Now let’s plot our job satisfaction measures together with our turnover data. We will use a scatter plot to be sure that our visualization reflects group size.

We will also create a vector of colors to help us distinguish between those who left and those who stayed.

Finally, we will also add some jitter (minor noise) to our values to help us separate out the different points visually.

``````cols <- ifelse(vol == 1, "red", "black") #voluntary terminations in red

sizes <- ifelse(vol ==1, 1, .6) # larger dots for voluntary turnover

plot(jitter(jobsat1), jitter(jobsat2), col = cols, pch = 19, cex = sizes)``````

### Interpretation

The cluster of red in the upper right part of the plot shows us that most of the voluntarily turnover in our sample comes from those with high job satisfaction.

Note that this arose even though employees with higher job satisfaction were assigned a LOWER probability of leaving.

With so many satisfied employees, we just end up with more our voluntarily terminations coming from the ranks of the satisfied.

If we want to find leading indicators of voluntary turnover for those in the high satisfaction group, we will need to look at other measures.

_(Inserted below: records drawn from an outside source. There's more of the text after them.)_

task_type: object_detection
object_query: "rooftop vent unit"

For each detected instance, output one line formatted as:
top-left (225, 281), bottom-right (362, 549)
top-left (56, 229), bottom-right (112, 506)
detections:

Visualizing our data in a way that captures these group size differences can help us understand our workforce better than the probabilities alone.

### Basic Visualization: Voluntary Terminations Only

We can see this effect of group size even more clearly if we look just at the leavers:

``````# making a single large data frame with all of our data first
vol_df <- data.frame(js1 = jobsat1, js2 = jobsat2, jssum = jobsat_sum,
pt_clr = cols, pt_size = sizes)

#filtering down to just those who left voluntarily
vol_df <- subset(vol_df, vol ==1)

# Plotting the data
plot(jitter(vol_df\$js1), jitter(vol_df\$js2), col = vol_df\$pt_clr,
pch = 19, cex = vol_df\$pt_size,
xlab = "Job Satisfaction Measure 1",
ylab = "Job Satisfaction Measure 2",
main = "Voluntary Turnover From Highly Satisfied Employees")``````

Again, the overall profile here makes is it clear that most of those leaving voluntarily had high job satisfaction (4-5 on both measures).

The “problem” is simply that the vast majority of our workers report high job satisfaction. As a result, most of those leaving necessarily end up coming from this set despite their lower overall voluntary turnvover rates.

## Final Thoughts

Leading indicators are extremely valuable, whether we are talking about HR issues or broader economic factors like labor market participation or existing home sales.

But when looking at group differences for these leading indicators, be sure to take account of both the probabilities and group size.

Visualizations that capture group size (like the scatterplots here) can help you spot meaningful differences that you might miss if you focus only on probabilities and rates.

Looking at both will help you determine where you need to focus your intervention and measurement efforts.

If we ignore group sizes, we might be surprised to find that most of our problems arise from the least likely places.